Prussing: Proposed budget holds the line
URBANA — Mayor Laurel Prussing says her budget proposal for the fiscal year beginning July 1 is another "hold-the-line" financial plan, made particularly difficult this year by a relatively new state law that exempts some hospitals from paying property taxes.
A quarter-cent sales tax increase from the beginning of 2014 is helping, she said, and the state and federal governments have come through on paying for big road projects. That, combined with budgeting for no increases in employee health care costs and wages, is keeping city finances under control.
"I think we're managing to provide a good level of services by the steps we've taken to tighten the budget and the new revenues we've had to rely on," Prussing said.
But the mayor still blames Carle Foundation Hospital's property tax-exempt status for putting the city in a tighter bind than it otherwise would have been in.
The proposed $34.27 million operating budget, which covers the city's day-to-day expenses, is nearly 4 percent higher than the current fiscal year's spending plan. City officials are expecting to collect $34.14 million in operating revenue, which is about 4.4 percent higher than this year.
That means budgeters are again planning to spend down some of the city's cash reserves. Comptroller Rich Hentschel said the $4.82 million general fund balance — essentially the city's rainy-day fund — at the end of this year is an "adequate" amount.
City officials are again budgeting to spend some of that money — $131,055 next year — but Hentschel said he hopes conservative projections will move that number closer to zero. It's a "pretty balanced budget," Hentschel said.
On the other hand, the city's total budget — which includes capital, equipment and other special programs — will drop by about $9.4 million, from $70 million this year to $60.6 million next year. A number of factors force that number to tend to fluctuate from year to year more than typical day-to-day expenses. Total revenues will drop, too — from $58 million to $57 million.
"We've been through many years of very tight budgets," Prussing said. "It was the big recession that hit us, the Great Recession. We've been trying to hold the line on budgets for quite a few years, and just when our other revenues were starting to recover, like the sales tax and the income tax, then we got hit with this property tax from Carle."
Prussing was talking about a 2012 state law that exempts hospitals from paying property taxes if their "charity care" exceeds the amount they owe in taxes. The relatively new exemption for Carle has prompted several Urbana taxing bodies to raise their rates — the city last year chose not to raise property taxes.
The city is fighting the constitutionality of that law in court through its ongoing lawsuit with Carle.
"We expect to win that lawsuit," Prussing said.
Carle spokeswoman Jennifer Hendricks-Kaufmann said in a statement that the effect of the Carle tax exemption is not as significant as the mayor makes it seem.
"We're focused on doing what's right for our patients by protecting the community's health care resources, and that's why we sought an exemption for former clinic properties," Hendricks-Kaufmann said. "The exemptions granted resulted in a $300,000 impact to the city against a $60 million budget, which doesn't explain the continued budget challenges."

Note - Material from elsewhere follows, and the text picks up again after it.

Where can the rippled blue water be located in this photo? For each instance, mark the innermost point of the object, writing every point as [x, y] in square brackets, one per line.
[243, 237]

The Urbana school and park districts, which had been holding years' worth of Carle property tax money in escrow, have settled with the hospital. The school district kept about $5.1 million of the $10.9 million in escrow, and the park district kept about $900,000 of $1.9 million.
"It's unfortunate city officials repeatedly point to Carle when they could reach an agreement like Urbana school and park districts that could relieve any burden for taxpayers," Hendricks-Kaufmann said in the statement. "This problem is, in fact, the city's choice."
Despite the ongoing feud, Urbana will see some major capital projects. The plan for next year includes $7.1 million for the construction of Olympian Drive in north Urbana and a $7.7 million widening of High Cross Road between U.S. 150 and Florida Avenue. Both projects are being financed entirely with state and federal funds, not local tax money.
City officials are also planning to rebuild Windsor Road between Philo Road and Race Street. The project will cost in excess of $5 million, but $2.5 million will come from the state. Budgeters plan to issue $2.8 million in bonds to cover the rest. The bonds will cost $320,000 annually during the next 10 years to pay off.
"The big highway projects are thanks to the state and federal government because we would never be able to afford those," Prussing said.
City officials also plan to stave off big increases in employee health insurance costs, and they are not budgeting any wage increases. They are in negotiations with the city's labor unions right now.
"We don't know what the outcome's going to be," Prussing said. "If it goes to arbitration, it's completely out of our hands."